Чтобы создать представление набора слов с помощью scikit-learn в Python, вы можете использовать несколько методов. Вот несколько примеров:
Метод 1: CountVectorizer
from sklearn.feature_extraction.text import CountVectorizer
# Sample corpus
corpus = [
"This is the first document.",
"This document is the second document.",
"And this is the third one.",
"Is this the first document?"
]
# Create an instance of CountVectorizer
vectorizer = CountVectorizer()
# Fit and transform the corpus
X = vectorizer.fit_transform(corpus)
# Get the bag-of-words representation
bag_of_words = X.toarray()
# Print the feature names
feature_names = vectorizer.get_feature_names()
print("Feature names:", feature_names)
# Print the bag-of-words representation
print("Bag-of-words representation:")
print(bag_of_words)
Метод 2: TfidfVectorizer
from sklearn.feature_extraction.text import TfidfVectorizer
# Sample corpus
corpus = [
"This is the first document.",
"This document is the second document.",
"And this is the third one.",
"Is this the first document?"
]
# Create an instance of TfidfVectorizer
vectorizer = TfidfVectorizer()
# Fit and transform the corpus
X = vectorizer.fit_transform(corpus)
# Get the bag-of-words representation
bag_of_words = X.toarray()
# Print the feature names
feature_names = vectorizer.get_feature_names()

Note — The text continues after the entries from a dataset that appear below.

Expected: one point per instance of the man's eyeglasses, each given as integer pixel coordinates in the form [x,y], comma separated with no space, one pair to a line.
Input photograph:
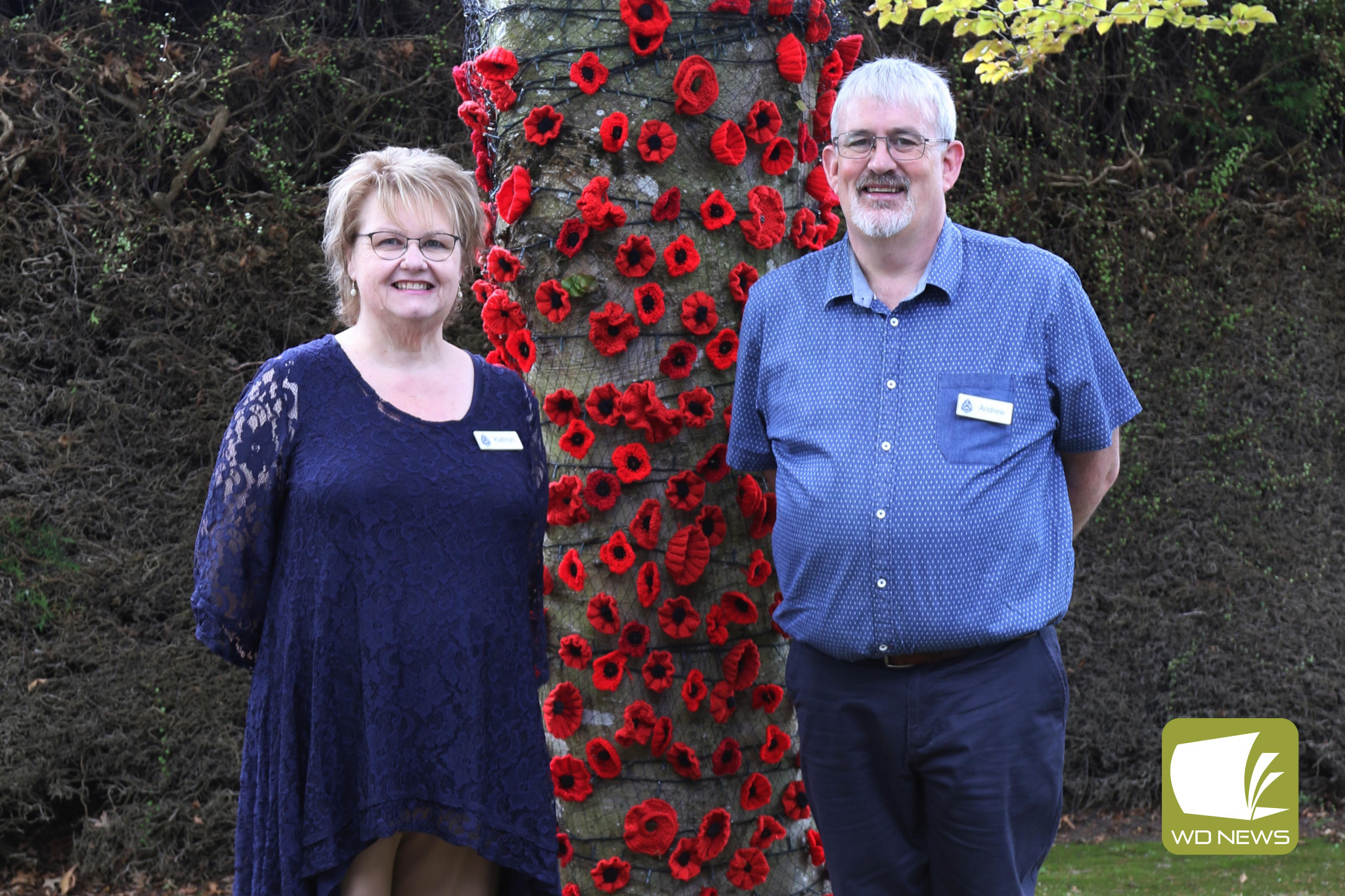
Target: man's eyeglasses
[856,144]
[390,245]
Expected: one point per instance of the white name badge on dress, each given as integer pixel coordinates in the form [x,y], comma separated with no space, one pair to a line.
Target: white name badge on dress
[985,409]
[498,440]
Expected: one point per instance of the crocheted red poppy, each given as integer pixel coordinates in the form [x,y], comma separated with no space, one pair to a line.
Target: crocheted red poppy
[748,868]
[678,618]
[684,761]
[646,524]
[741,664]
[611,875]
[658,671]
[563,710]
[685,490]
[612,330]
[768,830]
[716,211]
[726,758]
[685,863]
[571,779]
[669,206]
[613,131]
[572,570]
[542,125]
[602,489]
[795,801]
[649,584]
[791,60]
[712,834]
[686,555]
[722,702]
[755,792]
[618,554]
[631,463]
[697,408]
[657,141]
[603,758]
[698,313]
[677,362]
[695,86]
[649,303]
[576,652]
[650,828]
[604,614]
[588,73]
[639,725]
[571,240]
[608,671]
[778,156]
[694,689]
[764,227]
[711,522]
[728,146]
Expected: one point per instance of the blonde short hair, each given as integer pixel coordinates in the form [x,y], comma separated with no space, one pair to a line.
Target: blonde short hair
[397,175]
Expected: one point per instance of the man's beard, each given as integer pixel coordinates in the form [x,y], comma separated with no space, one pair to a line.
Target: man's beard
[881,223]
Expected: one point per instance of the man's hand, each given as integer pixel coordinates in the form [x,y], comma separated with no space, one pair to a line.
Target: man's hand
[1088,476]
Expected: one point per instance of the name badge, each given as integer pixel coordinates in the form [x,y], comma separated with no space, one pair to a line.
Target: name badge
[985,409]
[498,440]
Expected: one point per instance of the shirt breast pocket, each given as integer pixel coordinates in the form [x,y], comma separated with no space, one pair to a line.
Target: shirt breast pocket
[965,440]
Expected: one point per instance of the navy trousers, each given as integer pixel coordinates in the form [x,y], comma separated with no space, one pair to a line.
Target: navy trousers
[942,779]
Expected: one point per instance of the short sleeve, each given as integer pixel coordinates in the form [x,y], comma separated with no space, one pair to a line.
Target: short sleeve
[236,543]
[1082,368]
[749,448]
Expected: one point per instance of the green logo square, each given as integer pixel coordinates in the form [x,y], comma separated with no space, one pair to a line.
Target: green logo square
[1229,786]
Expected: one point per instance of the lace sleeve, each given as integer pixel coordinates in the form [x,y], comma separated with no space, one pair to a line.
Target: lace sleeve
[236,543]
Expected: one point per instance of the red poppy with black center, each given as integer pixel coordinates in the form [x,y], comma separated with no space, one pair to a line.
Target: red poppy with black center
[572,570]
[608,671]
[577,440]
[571,779]
[588,73]
[685,863]
[681,255]
[635,257]
[563,711]
[716,211]
[726,758]
[604,614]
[631,463]
[613,131]
[618,554]
[612,330]
[602,489]
[646,524]
[576,652]
[712,834]
[685,490]
[649,303]
[658,671]
[678,360]
[694,689]
[611,875]
[722,703]
[698,313]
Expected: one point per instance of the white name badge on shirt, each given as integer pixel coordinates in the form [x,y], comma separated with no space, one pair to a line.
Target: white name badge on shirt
[985,409]
[498,440]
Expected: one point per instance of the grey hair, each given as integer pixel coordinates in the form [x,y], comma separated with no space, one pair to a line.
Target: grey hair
[900,81]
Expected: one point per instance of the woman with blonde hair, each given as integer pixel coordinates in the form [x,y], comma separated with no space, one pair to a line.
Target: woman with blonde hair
[372,548]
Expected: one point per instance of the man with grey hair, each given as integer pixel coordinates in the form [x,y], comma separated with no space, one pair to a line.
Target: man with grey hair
[939,412]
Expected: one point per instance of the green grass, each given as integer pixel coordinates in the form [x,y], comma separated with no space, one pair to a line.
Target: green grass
[1314,868]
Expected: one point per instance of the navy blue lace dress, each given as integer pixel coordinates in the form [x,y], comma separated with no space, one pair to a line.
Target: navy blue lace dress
[381,574]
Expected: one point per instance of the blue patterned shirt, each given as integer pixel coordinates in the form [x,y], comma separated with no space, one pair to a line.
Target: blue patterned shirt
[903,524]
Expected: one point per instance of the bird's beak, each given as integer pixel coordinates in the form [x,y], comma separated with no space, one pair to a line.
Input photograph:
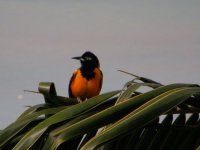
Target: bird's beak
[78,58]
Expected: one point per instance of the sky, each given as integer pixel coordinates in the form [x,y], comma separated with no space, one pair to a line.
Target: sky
[155,39]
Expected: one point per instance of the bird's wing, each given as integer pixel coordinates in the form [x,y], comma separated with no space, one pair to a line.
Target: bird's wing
[70,83]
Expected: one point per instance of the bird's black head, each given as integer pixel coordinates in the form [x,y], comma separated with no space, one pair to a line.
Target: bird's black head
[88,60]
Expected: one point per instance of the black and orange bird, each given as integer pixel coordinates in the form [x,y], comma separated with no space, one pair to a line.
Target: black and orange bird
[86,81]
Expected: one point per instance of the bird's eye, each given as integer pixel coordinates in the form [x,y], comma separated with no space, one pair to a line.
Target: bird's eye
[88,58]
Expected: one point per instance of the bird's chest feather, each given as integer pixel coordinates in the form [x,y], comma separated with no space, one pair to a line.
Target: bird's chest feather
[83,87]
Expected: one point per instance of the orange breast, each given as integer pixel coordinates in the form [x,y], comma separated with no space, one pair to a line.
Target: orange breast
[83,88]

print("Feature names:", feature_names)
# Print the bag-of-words representation
print("Bag-of-words representation:")
print(bag_of_words)
Метод 3: HashingVectorizer
from sklearn.feature_extraction.text import HashingVectorizer
# Sample corpus
corpus = [
"This is the first document.",
"This document is the second document.",
"And this is the third one.",
"Is this the first document?"
]
# Create an instance of HashingVectorizer
vectorizer = HashingVectorizer(n_features=10)
# Transform the corpus
X = vectorizer.transform(corpus)
# Get the bag-of-words representation
bag_of_words = X.toarray()
# Print the bag-of-words representation
print("Bag-of-words representation:")
print(bag_of_words)
Это всего лишь несколько примеров создания представления «мешка слов» с помощью scikit-learn. Другие методы включают использование специальных методов токенизации, предварительной обработки и извлечения признаков.